Photo by Dan Visan on Unsplash

What happens when we consciously engage with our city? Let’s turn off the autopilot and turn on the senses. Is the city surprising? Is it overwhelming? Repelling or attractive? In any case, the urban environment moves us and it becomes clear what does us good and what doesn’t, and what we want more or less of. A good basis, therefore, from which urban planning can learn. 


Dear diary,

It’s hot in Pescara today, at last! I go downstairs, open the building door, and immediately, a violent wave of noises greets me good morning. The traffic in Pescara is intense. Limiting the amount of cars in the street where I live would be a great improvement. I decide to head to the historic centre, which seems to be in a separate bubble.


When I touch the brick walls, I can feel the sweat and ingenuity of the medieval workers.

As I am about to cross, I see in the distance the traffic light turn green. I manage to cross just in time before the sound of a truck rings in my ear and exhaust gas fills my lungs. I take a few more steps and there I am, standing in front of corso Manthonè.
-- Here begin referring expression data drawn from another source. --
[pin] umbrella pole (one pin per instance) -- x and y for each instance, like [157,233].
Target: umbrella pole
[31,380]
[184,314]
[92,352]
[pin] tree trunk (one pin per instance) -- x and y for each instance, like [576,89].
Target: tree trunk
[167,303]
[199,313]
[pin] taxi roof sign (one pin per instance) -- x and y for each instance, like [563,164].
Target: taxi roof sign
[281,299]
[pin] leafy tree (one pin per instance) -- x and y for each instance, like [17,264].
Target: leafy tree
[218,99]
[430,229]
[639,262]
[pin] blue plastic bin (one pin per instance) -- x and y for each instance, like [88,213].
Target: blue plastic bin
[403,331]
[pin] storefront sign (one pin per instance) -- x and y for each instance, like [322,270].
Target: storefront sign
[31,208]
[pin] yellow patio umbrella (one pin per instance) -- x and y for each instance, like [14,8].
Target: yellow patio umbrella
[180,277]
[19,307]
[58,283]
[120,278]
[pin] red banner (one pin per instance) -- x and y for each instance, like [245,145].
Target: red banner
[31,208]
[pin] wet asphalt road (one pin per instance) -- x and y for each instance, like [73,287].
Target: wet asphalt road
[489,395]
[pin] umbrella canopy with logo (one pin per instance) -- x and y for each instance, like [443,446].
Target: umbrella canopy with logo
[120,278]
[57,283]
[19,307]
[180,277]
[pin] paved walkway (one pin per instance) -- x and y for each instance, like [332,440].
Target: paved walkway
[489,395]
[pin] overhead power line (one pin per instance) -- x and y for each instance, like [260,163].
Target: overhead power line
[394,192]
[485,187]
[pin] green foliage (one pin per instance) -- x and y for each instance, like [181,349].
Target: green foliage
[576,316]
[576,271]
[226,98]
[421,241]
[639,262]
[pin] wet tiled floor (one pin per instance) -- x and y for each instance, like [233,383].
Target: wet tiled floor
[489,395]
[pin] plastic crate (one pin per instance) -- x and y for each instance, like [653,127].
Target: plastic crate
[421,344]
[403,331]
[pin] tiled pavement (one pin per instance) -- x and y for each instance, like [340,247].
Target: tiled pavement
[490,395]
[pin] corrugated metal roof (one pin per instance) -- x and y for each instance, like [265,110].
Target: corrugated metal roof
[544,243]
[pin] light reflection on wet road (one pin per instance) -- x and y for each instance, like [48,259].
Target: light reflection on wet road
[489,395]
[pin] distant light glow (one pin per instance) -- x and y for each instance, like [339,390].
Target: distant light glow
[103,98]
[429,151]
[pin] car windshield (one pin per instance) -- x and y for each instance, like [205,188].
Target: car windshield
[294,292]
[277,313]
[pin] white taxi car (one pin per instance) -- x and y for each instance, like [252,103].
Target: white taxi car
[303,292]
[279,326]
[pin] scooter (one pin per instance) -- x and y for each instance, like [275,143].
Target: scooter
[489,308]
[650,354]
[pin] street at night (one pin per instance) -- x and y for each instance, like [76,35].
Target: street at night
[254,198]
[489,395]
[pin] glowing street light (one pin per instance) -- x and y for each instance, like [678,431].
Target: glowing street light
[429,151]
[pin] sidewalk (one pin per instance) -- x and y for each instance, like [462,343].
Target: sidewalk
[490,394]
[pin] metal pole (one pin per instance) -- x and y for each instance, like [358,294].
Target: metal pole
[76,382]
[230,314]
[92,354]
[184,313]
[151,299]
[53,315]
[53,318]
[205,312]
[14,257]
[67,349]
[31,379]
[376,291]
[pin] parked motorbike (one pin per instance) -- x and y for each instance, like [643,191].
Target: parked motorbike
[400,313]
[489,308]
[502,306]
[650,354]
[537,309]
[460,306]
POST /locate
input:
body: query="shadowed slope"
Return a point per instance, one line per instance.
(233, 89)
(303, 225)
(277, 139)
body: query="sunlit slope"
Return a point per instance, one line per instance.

As I enter the street, human voices substitute the machine noises – it’s fantastic.

I feel like I’m in the middle of History: I walk on a fifteenth century pavement that almost makes me lose my balance. When I touch the brick walls, I can feel the sweat and ingenuity of the medieval workers.


The streets are narrow and long, but here, I feel more secure than in those exaggeratedly large streets outside. Here, I do not feel the layer of hot air that stagnates in other urban areas. But the historical centre is small and very soon, I find myself outside of this protected area again. The air is hot and humid, noises loud in my ears.